Fred began to explain how much worse a Tsunami was than a hurricane or tornado to the little boys. Naturally acts of God are difficult to detail, especially for children. They asked questions like "why can't the people just run away from the water like we run from the waves at the beach?"

He tried to explain how high those waves were using phrases like "two houses high" and how quick they come in "as fast as the car can drive".

Next they wanted to know what happened in heaven if a lot of people died  all at once. Fred quickly explained to them in Calvin and Hobbes style that heaven looks like D.M.V. on a Friday afternoon and that St Michael and St Joseph have to take over traffic control for a while. "Scapulars to the right, rosary prayers to the left, please form a single line in front of the gates, have your baptismal certificate showing or you'll have to take a new number."


The kids all giggled as he explained.

Friday morning we woke to news of the Japanese Tsunami. Talk about surreal. Suddenly all those questions from the night before were dancing across the television screen with devastating clarity.We have  been so saddened by the loss of life. I want to help, yet feel paralyzed at which way to turn. Each minute seems to bring further disastrous news that is just too big to get ones head around.


  • First the 8.9 earthquake
  • Next the Tsunami, a 23 foot wall of water.
  • Then not one but two nuclear power plants in jeopardy
  • which soon turned into 6 nuclear power plants in jeopardy
  • And yesterday a volcano began erupting throwing ash into the atmosphere.
  • One would almost believe it if we heard Godzilla had also been spotted in the ocean.



Fred cannot seem to pull himself away from the images that show how powerful the Tsunami was. Buildings crumbling, ships folding, cars floating like tinker toys. Me, I have a hard time watching the people wandering around looking for someone they might never find and wish desperately I could reach out and pull them into my safe warm home and offer them a plate of food and a warm drink. Last week I watched my yard almost swallow Sarah and it felt like the earth rocked beneath my feet. Days later the earth did rock beneath Japan's feet, and swallowed up entire villages of little Sarah's forever.
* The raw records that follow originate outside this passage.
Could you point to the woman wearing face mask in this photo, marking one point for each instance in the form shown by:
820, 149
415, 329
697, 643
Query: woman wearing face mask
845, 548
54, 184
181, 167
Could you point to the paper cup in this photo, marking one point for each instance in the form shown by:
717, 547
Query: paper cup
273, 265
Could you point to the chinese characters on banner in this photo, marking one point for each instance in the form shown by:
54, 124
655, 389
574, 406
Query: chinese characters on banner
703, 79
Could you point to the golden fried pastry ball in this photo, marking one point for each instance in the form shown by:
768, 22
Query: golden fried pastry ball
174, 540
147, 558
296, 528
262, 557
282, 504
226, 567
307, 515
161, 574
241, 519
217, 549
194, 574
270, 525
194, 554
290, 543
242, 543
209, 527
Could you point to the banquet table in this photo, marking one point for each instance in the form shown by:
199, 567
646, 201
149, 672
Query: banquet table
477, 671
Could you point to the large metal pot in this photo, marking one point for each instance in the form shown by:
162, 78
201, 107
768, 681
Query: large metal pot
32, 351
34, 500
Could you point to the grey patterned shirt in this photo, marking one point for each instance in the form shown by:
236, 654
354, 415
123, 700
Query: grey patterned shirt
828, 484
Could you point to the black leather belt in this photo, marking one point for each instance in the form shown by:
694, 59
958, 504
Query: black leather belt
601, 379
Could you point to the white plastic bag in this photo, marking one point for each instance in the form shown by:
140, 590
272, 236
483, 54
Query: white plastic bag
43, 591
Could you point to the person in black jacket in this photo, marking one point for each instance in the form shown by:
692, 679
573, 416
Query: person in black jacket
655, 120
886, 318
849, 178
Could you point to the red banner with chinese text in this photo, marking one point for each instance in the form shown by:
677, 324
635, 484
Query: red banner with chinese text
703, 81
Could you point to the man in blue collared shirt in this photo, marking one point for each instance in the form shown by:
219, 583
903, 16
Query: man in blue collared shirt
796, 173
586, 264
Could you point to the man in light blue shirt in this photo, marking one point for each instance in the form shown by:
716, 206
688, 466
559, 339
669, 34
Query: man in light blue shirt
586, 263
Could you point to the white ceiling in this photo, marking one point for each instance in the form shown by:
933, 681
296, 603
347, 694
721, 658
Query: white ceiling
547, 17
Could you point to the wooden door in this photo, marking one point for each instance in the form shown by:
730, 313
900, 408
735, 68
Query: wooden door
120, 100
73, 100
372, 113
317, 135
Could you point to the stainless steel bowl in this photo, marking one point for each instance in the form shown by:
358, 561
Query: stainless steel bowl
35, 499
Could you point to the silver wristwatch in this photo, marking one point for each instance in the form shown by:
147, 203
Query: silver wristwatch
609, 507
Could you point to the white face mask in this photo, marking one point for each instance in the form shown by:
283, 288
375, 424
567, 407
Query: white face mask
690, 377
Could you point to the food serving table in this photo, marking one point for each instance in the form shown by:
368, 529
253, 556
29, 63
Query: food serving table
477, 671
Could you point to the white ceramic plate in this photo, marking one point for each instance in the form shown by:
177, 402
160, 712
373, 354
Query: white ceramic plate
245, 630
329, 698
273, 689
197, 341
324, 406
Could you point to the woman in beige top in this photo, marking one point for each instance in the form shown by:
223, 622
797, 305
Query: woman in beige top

I do not know what the correct response is to all this disaster. Perhaps I would feel better if I could do something- anything in the face of such tragedy. And yes there are little things we can do- financial support, prayers for certain,using the gifts and resources we have each been given until more concrete aid can be ascertained. In the meantime I can offer them my thoughts and my heart.I can allow this to impact me because it matters. These people matter. My life should be changed by such a tremendous loss. Godzilla would make it much easier wouldn't it? It would allow us to wipe it all away as if it were just a movie image on a screen, instead of grappling with the difficult questions we encounter at such an enormous devastation; like how are we to help those desperate people in Japan whom we share the world with? 

1 comment:

  1. I hear you Ellie. Try explaining it to 25 3yr olds all at the same time. Each day we go to the chapel in the school and pray a decade of the rosary for the people in Japan. I keep explaining to them that we can't travel to Japan fast enough because it's too far away, but when Mary came to us so many times... she came to children. Because she believes they are SO powerful. I urge each one of them to pray from their hearts and pray hard for the people who are suffering in Japan. Then Jesus' heart is touched and he pours out special "gifts" graces on the people in Japan to help them since we cannot go to them. I try to impress on them how much they'd want someone to pray & do something if it was THIER Daddy or Mommy or Sister or Brother suffering... We have to pray like it IS their Daddy or their sister or brother in Japan. You should hear all their little voices praying SO hard. It's a beautiful thing... but true that I still feel helpless & wish I could offer more.